= Chen Wenzhu =

Chen Wenzhu (陈文烛; 1525 - 1595), courtesy name Yushu (玉叔), was a Ming Dynasty government official and writer.

He was a friend of Xu Zhongxing and Wu Cheng'en, and wrote the preface for two books of the latter. Government official and writer Fu Yi was his cousin.

==Biography==
He was a native of Mianyang Prefecture (present-day Honghu, Hubei), where he was born in the fourth year of the Jiajing era (1525). He was born into a prominent family who had produced jinshi for three generations. He passed the provincial examination of Huguang in the 37th year of the Jiajing era (1558), becoming a juren. In the 44th year of the Jiajing era (1565), he became a jinshi in the third class.

In the fourth year of the Longqing era (1570), he became the prefect of Huai'an Prefecture. It was during this time that he met and befriend Wu Cheng'en, the author of Journey to the West, who was 30 years his senior. Despite the age difference they became close friends and Chen would later write the preface for two of Wu's books. After Wu's death he endeavored to have his friend's book printed.

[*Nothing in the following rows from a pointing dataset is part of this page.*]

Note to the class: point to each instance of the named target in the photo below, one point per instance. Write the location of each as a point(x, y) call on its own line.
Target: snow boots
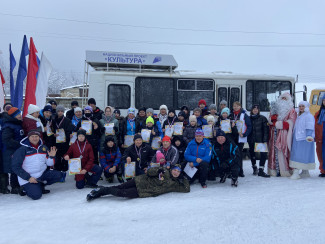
point(262, 173)
point(295, 175)
point(4, 183)
point(305, 174)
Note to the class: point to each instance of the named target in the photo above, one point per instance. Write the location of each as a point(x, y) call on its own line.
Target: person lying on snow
point(156, 181)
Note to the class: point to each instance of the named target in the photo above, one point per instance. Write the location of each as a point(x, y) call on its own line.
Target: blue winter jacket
point(195, 150)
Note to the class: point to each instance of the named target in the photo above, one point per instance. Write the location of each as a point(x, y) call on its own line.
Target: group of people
point(155, 153)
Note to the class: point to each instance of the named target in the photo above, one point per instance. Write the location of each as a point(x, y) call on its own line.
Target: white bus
point(124, 80)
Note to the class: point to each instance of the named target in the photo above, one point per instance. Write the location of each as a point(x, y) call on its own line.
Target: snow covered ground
point(274, 210)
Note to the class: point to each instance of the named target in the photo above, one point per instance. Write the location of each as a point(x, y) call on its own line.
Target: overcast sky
point(201, 35)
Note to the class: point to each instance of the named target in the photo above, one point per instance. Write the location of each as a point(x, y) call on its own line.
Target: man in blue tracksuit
point(30, 163)
point(198, 154)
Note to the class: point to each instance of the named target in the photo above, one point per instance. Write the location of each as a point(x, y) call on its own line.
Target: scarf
point(38, 121)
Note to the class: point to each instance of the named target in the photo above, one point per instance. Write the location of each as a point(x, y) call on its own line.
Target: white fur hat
point(193, 118)
point(163, 107)
point(33, 108)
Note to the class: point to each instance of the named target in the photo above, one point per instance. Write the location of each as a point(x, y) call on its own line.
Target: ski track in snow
point(260, 210)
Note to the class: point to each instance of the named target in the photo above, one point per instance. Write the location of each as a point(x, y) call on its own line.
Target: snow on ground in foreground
point(275, 210)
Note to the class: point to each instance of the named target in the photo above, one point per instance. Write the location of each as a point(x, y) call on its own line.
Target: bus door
point(229, 93)
point(120, 93)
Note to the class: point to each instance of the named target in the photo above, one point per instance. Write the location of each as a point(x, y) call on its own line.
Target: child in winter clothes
point(150, 125)
point(171, 119)
point(83, 150)
point(110, 159)
point(259, 134)
point(189, 131)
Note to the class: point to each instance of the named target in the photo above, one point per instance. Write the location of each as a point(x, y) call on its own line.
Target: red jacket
point(87, 161)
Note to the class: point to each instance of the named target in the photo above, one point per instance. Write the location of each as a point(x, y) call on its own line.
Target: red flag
point(30, 97)
point(2, 78)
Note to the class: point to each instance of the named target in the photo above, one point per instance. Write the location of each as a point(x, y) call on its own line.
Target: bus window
point(151, 92)
point(264, 92)
point(234, 95)
point(119, 96)
point(314, 99)
point(222, 94)
point(203, 89)
point(321, 94)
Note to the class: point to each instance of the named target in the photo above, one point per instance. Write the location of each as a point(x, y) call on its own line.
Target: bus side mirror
point(305, 93)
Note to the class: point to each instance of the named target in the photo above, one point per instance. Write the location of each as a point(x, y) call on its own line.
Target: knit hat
point(225, 110)
point(213, 106)
point(185, 108)
point(137, 136)
point(33, 132)
point(131, 111)
point(91, 101)
point(177, 166)
point(150, 119)
point(13, 112)
point(166, 138)
point(220, 133)
point(163, 107)
point(159, 156)
point(7, 106)
point(193, 118)
point(52, 102)
point(33, 109)
point(149, 110)
point(171, 110)
point(181, 113)
point(142, 109)
point(117, 111)
point(47, 108)
point(109, 138)
point(210, 118)
point(197, 109)
point(88, 108)
point(199, 132)
point(60, 108)
point(74, 103)
point(256, 106)
point(81, 132)
point(224, 102)
point(202, 101)
point(76, 109)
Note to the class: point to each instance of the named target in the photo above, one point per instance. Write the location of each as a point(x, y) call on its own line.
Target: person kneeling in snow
point(225, 158)
point(156, 181)
point(83, 150)
point(30, 163)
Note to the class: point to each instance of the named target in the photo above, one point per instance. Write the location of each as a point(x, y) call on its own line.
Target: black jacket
point(146, 154)
point(260, 129)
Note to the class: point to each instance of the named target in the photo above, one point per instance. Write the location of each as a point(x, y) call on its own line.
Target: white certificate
point(109, 129)
point(73, 138)
point(61, 136)
point(169, 130)
point(155, 144)
point(74, 166)
point(145, 134)
point(87, 125)
point(49, 132)
point(189, 170)
point(207, 130)
point(178, 128)
point(260, 147)
point(128, 141)
point(129, 170)
point(225, 125)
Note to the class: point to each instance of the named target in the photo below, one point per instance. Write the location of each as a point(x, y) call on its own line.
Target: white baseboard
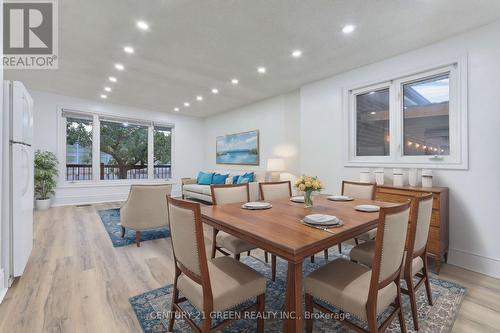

He then served in a number of official posts including as prefect of Yingtian Prefecture and Minister of the Court of Judicial Review in Nanjing. Eight months after being appointed as such, Wu Zhipeng, a Supervising Secretary of the Ministry of Revenue of Nanjing, impeached him for accepting bribes from Xu Shengxun and for leniently letting his adopted son Yang Feng kill his master Xu Yaonian. He was then ordered to return to his hometown to hear the investigation. He then retired and died in the twenty-third year of the Wanli era (1595), at the age of sixty.

==Works==
His works include the Eryouyuan Poetry Collection (二酉園詩集) in twelve volumes and the Wuyue Zhi (五嶽志), also in twelve volumes, a Qing Dynasty manuscript of which is still extant. He also wrote the preface for two books of Wu Cheng'en, in which he fervently praised him. The prefaces also contain other biographical material about Wu, and are important in the study of Wu's life.